In 2020 his shoulder pads and helmet have to wait. Instead, he's lacing a pair of sneakers and grabbing a racket to play tennis at a competitive level.
"This was my best opportunity because nothing's going on right now," Ponzer said. "I might as well just play tennis because I've always wanted to."
His football coaches offered encouragement that he find an activity for the fall, much like the Limon coaches toward their boys golf team.
For Ponzer it was a no-brainer but he had no desire to do it alone. He pushed fellow junior Jack Virgil to join the team, too.
"There was a little back and forth on if I'd do it but there are still fall and winter workouts," Virgil said. "That was something I took into consideration but overall I just wanted to stay active."
Athletically, this is one of the biggest ways for a high school kid to go out on a limb. As a couple of kids who have played football their entire lives, taking on a new challenge with no previous experience can be a risky decision.
"I've had people just ask me how it's going and things like that," Virgil said. "There were a few friends that asked why I was doing it and I should just be working out. But for the most part friends and coaches just ask how it's going. There's no real negative or positive reaction, it's very neutral."
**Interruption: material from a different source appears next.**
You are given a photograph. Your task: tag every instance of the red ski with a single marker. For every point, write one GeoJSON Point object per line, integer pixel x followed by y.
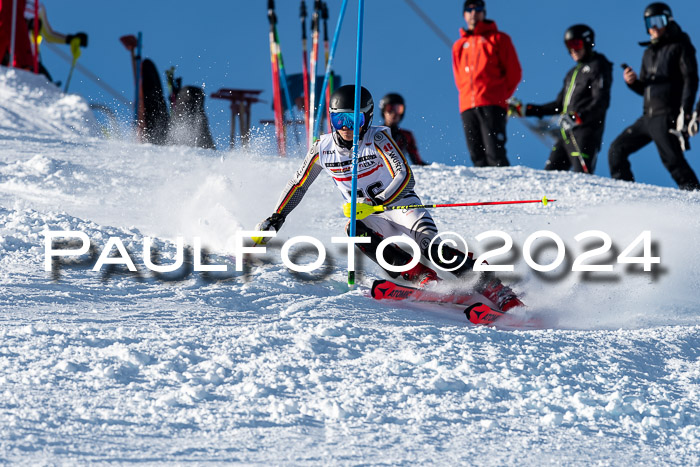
{"type": "Point", "coordinates": [476, 310]}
If he needs reassurances, he doesn't need to look far. University athletic director Ryan Wehrman pointed out that during a match against Riverdale Ridge there was an opposing player who also jumped at the chance to play tennis with football getting pushed back. Before long the players' parents were talking about the shared experience.
About 30 miles away, Mead added an entire tennis program. It also got a boost in numbers when Brayden Keys, Nathan Bailey and Porter Eastin all grabbed a racket and jumped at the chance to compete in something different this fall.
Kids want to continue to be kids. And as the world and the Colorado high school sports world tries to claw its way back to normal, nothing is going to stop a group of competitive-minded athletes from finding different ways to battle.